[USDA zone 5a - 11]
These cultivars originated as a purposeful outcrossing of ‘Strain #1’ and ‘Strain #2’. It was just an experiment into pollination of Amorphophallus. I expected nothing special as both strains are very similar in all morphological characteristics, petiole coloration, and flower form and coloration. 'Strain #1' and 'Strain #2' are typical forms with petioles with a dirty cream to cream-pink base color that are variously covered in large dark olive-green blotches.

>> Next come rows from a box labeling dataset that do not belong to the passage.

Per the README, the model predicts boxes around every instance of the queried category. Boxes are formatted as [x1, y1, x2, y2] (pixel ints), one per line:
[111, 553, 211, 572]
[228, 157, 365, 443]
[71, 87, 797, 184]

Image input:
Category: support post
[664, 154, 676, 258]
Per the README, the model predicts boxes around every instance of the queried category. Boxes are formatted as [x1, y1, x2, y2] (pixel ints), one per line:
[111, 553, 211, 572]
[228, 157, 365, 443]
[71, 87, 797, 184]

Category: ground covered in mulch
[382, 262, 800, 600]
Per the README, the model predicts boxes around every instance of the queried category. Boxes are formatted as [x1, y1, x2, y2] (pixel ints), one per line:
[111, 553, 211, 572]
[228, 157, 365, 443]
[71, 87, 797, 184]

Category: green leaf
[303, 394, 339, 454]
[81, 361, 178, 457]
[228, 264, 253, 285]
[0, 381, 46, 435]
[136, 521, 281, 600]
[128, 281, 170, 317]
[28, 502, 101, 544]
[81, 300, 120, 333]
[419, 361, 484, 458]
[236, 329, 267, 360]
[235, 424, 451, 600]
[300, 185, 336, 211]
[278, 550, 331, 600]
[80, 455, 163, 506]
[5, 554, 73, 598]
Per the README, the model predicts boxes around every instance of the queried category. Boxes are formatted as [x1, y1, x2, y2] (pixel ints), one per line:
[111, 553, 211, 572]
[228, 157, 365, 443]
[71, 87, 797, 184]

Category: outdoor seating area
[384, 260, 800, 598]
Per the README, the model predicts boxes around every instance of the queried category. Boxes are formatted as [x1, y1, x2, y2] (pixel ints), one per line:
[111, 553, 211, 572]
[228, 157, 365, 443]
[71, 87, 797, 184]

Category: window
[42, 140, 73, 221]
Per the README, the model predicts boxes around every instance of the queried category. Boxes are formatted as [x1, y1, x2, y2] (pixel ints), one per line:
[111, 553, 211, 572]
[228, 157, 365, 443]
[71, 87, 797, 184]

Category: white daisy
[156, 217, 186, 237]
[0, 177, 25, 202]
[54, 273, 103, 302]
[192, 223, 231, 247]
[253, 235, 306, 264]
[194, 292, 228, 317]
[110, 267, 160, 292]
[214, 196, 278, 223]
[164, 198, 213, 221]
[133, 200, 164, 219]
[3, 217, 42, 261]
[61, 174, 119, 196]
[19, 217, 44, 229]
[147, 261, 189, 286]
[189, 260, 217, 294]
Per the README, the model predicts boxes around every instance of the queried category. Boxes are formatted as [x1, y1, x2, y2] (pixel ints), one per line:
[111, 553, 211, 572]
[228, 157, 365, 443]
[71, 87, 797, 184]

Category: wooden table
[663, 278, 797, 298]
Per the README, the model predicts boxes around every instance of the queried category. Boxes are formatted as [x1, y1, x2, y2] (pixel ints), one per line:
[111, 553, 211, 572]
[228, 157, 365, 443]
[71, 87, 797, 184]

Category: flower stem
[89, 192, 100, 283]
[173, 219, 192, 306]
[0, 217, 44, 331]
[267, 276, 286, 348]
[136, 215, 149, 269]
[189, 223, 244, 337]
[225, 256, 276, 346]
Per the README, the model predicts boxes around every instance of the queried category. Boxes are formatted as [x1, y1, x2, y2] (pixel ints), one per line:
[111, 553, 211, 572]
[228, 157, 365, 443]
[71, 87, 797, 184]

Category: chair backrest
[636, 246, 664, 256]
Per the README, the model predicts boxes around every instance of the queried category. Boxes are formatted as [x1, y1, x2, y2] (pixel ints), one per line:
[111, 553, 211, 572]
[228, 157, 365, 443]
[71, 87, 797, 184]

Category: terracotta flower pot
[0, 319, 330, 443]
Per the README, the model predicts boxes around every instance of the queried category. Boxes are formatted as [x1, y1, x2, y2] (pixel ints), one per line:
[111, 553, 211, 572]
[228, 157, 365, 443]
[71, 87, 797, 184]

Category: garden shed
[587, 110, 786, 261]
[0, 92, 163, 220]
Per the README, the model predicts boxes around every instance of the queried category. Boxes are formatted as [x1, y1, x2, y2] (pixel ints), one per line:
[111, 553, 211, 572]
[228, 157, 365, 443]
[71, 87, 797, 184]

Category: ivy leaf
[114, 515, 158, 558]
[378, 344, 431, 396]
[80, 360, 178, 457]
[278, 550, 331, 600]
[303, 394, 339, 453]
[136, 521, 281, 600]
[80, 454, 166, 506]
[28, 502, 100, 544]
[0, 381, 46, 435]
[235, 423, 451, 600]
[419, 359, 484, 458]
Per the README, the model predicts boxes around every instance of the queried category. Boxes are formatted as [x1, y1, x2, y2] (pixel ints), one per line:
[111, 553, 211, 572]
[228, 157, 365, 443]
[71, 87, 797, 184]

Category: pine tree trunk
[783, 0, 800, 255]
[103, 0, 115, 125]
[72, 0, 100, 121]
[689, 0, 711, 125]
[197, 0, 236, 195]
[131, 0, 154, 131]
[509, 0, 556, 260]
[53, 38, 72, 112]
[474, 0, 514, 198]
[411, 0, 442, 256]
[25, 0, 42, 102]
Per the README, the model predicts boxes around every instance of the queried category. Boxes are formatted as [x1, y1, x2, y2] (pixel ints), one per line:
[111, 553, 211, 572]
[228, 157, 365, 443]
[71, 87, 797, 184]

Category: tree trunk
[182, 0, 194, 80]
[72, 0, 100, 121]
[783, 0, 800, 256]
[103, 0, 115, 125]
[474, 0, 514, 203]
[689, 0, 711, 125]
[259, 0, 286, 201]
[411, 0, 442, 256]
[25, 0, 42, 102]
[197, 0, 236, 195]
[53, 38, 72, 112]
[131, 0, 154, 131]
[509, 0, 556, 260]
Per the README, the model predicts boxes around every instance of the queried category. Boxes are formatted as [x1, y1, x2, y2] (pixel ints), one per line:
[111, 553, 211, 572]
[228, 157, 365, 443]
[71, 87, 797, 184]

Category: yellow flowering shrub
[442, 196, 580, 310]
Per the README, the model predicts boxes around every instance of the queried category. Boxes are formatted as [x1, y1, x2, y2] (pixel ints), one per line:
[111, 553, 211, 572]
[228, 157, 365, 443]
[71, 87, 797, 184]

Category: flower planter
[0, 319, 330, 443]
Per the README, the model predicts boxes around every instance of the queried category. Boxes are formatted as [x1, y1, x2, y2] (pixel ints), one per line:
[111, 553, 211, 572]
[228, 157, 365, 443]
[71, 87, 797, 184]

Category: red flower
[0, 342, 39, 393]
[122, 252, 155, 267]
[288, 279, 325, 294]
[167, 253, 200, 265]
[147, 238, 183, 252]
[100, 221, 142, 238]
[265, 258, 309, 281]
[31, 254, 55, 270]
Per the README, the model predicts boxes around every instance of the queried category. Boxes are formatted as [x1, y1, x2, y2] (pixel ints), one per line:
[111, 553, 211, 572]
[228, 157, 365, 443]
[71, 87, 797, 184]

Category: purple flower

Out of about 70 seedlings I selected about 25 for vigor. Of those, 2 have proven (so far) to be VERY distinct in their petiole coloration from both parents. Both of these have a base color of light tan to mustard-brown. In turn they are covered in small white spots and also even smaller black speckles. These are completely different from the color of the two typical parental strains. Both have a resemblance to Alan Galloway’s ‘Beige Stem’ (AGA 1940-04) but these originated from an independent seed strain. I hope to flower both and to be able to offer offsets of both of these cultivars soon.
The only other Amorphophallus in flower at this time was Amorphophallus fuscus 'Strain #1' which was about 25 - 30 feet away. It is possible that there was accidental cross breeding between the konjak 'Strain #2' and the Am. fuscus, but I think it is unlikely. But it only takes one fly or carrion beetle with a few pollen grains to make naughty things happen.